Many organizations exhibit of culture of blame and shame when it comes to failures. In a case study that I co-wrote with Amy Edmondson years ago, a doctor described the "ABCs of medicine" - in the past, he said, health care practitioners and administrators tended to Accuse, Blame, and Criticize when it came to medical accidents and mistakes. Yesterday, I read a fascinating article about one firm's attempt to transform its attitude toward failure. Etsy has tried to create a culture that encourages people to acknowledge, discuss, and learn from failures. Here is an excerpt from the article posted on Quartz:
In a conversation yesterday (Sept. 17) with Quartz editor-in-chief Kevin Delaney, Etsy CEO Chad Dickerson revealed that people at the company are encouraged to document their mistakes and how they happened, in public emails. “It’s called a PSA and people will send out an email to the company or a list of people saying I made this mistake, here’s how I made that mistake, don’t you make this mistake,” Dickerson said. “So that’s proactive and I think really demonstrates that the culture is self perpetuating.” He was referring to the company’s efforts at practicing a “just culture,” based on the idea that blamelessness makes people more accountable, and more willing to admit mistakes.As described by Etsy CTO John Allspaw in an Etsy blog post, engineers (and now others at the company) who mess up are given the opportunity to give a detailed account of what they did, the effects they had, their expectations and assumptions, and what they think happened. And, crucially, they can give that account without any fear of punishment or retribution, in what’s called “a blameless post-mortem.”

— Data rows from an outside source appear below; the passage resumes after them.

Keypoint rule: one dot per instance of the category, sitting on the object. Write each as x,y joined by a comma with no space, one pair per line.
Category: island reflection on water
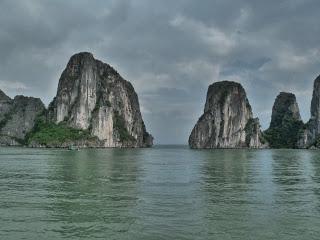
168,192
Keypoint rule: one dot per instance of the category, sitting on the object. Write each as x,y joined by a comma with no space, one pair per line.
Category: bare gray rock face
311,130
93,96
227,121
17,117
286,123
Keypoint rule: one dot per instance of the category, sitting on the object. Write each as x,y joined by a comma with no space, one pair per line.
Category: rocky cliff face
227,121
17,117
93,96
309,135
285,122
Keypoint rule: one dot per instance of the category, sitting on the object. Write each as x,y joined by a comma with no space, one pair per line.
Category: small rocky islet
228,122
95,107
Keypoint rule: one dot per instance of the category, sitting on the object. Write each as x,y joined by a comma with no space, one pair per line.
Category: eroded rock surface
227,121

I love this technique! Etsy has done something quite remarkable here. They are not simply demonstrating tolerance for failure. They are not simply avoiding the tendency to point fingers when failures occur. Etsy has gone one step further with this practice. They are encouraging serious self-reflection on the part of their people. The employees do more than admit a mistake in these PSA e-mails. They describe what happened and they analyze why events did not transpire as they had hoped or expected. The review and analysis provides the opportunity for improvement, not only for themselves, but for others throughout the organization who read these PSAs.